Abstract	RATIONALE: Acid-sensing ion channels (ASICs) are Na+ channels that are activated by acidic pH. Their expression in cardiac afferents and remarkable sensitivity to small pH changes has made them leading candidates to sense cardiac ischemia. OBJECTIVE: Four genes encode six different ASIC subunits, however it is not yet clear which of the ASIC subunits contribute to the composition of ASICs in cardiac afferents. METHODS AND RESULTS: Here, we labeled cardiac afferents using a retrograde tracer dye in mice, which allowed for patch-clamp studies of murine cardiac afferents. We found that a higher percentage of cardiac sensory neurons from the dorsal root ganglia respond to acidic pH and generated larger currents compared to those from the nodose ganglia. The ASIC-like current properties of the cardiac dorsal root ganglia neurons from wild-type mice most closely matched the properties of ASIC2a/3 heteromeric channels. This was supported by studies in ASIC-null mice: acid-evoked currents from ASIC3(-/-) cardiac afferents matched the properties of ASIC2a channels, and currents from ASIC2(-/-) cardiac afferents matched the properties of ASIC3 channels.
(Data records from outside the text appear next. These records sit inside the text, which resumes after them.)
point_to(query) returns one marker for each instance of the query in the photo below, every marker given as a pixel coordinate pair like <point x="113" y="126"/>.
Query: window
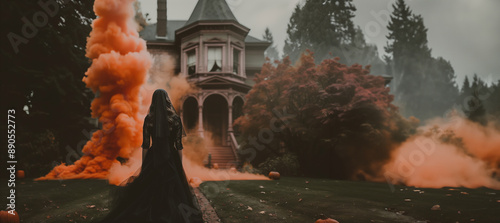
<point x="214" y="56"/>
<point x="236" y="61"/>
<point x="191" y="62"/>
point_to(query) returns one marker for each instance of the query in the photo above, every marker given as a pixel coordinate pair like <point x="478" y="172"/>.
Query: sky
<point x="464" y="32"/>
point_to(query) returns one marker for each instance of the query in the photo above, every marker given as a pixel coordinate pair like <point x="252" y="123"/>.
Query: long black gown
<point x="160" y="193"/>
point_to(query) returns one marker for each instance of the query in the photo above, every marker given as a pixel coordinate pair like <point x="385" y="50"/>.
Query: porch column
<point x="200" y="121"/>
<point x="230" y="121"/>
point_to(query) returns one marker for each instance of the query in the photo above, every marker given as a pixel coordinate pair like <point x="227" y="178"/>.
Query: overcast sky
<point x="465" y="32"/>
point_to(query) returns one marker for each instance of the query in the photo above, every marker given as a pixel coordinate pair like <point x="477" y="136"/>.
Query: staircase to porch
<point x="223" y="156"/>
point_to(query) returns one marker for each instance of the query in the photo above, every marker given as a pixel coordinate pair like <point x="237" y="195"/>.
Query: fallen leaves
<point x="436" y="207"/>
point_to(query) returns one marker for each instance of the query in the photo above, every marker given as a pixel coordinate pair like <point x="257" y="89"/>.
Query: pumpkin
<point x="273" y="175"/>
<point x="20" y="174"/>
<point x="5" y="217"/>
<point x="232" y="169"/>
<point x="328" y="220"/>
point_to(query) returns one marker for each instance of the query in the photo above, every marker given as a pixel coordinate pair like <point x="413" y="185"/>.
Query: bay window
<point x="214" y="59"/>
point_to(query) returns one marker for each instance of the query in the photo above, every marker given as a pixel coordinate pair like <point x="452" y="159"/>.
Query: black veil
<point x="160" y="192"/>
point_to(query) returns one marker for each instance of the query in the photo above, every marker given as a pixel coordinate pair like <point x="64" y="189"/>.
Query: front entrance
<point x="215" y="118"/>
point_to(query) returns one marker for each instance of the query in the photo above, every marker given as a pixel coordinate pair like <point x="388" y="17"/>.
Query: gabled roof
<point x="149" y="32"/>
<point x="211" y="10"/>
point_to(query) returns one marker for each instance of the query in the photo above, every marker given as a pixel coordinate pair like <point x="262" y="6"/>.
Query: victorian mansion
<point x="219" y="57"/>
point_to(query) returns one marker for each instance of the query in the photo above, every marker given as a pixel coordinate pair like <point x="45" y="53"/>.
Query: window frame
<point x="223" y="57"/>
<point x="185" y="62"/>
<point x="240" y="62"/>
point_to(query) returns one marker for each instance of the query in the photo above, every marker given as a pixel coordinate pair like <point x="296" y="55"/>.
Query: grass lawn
<point x="295" y="200"/>
<point x="285" y="200"/>
<point x="61" y="201"/>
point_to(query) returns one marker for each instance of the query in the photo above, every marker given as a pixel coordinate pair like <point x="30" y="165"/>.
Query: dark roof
<point x="149" y="32"/>
<point x="213" y="10"/>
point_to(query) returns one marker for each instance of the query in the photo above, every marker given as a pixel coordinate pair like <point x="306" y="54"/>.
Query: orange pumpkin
<point x="20" y="174"/>
<point x="328" y="220"/>
<point x="5" y="217"/>
<point x="273" y="175"/>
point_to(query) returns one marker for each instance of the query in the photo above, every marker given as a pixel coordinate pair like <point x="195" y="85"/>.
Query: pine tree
<point x="271" y="52"/>
<point x="423" y="86"/>
<point x="321" y="26"/>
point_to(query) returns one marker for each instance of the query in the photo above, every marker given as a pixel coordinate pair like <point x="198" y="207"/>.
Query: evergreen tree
<point x="423" y="86"/>
<point x="271" y="52"/>
<point x="321" y="26"/>
<point x="45" y="72"/>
CONCLUSIONS: We conclude that ASIC2a and -3 are the major ASIC subunits in cardiac dorsal root ganglia neurons and provide potential molecular targets to attenuate chest pain and deleterious reflexes associated with cardiac disease.
Authors	Tomonori Hattori, Jie Chen, Anne Marie S Harding, Margaret P Price, Yongjun Lu, Francois M Abboud, Christopher J Benson
Journal	Circulation research (Circ Res) Vol. 105 Issue 3 Pg. 279-86 (Jul 31 2009) ISSN: 1524-4571 [Electronic] United States
PMID	19590043 (Publication Type: Journal Article, Research Support, N.I.H., Extramural)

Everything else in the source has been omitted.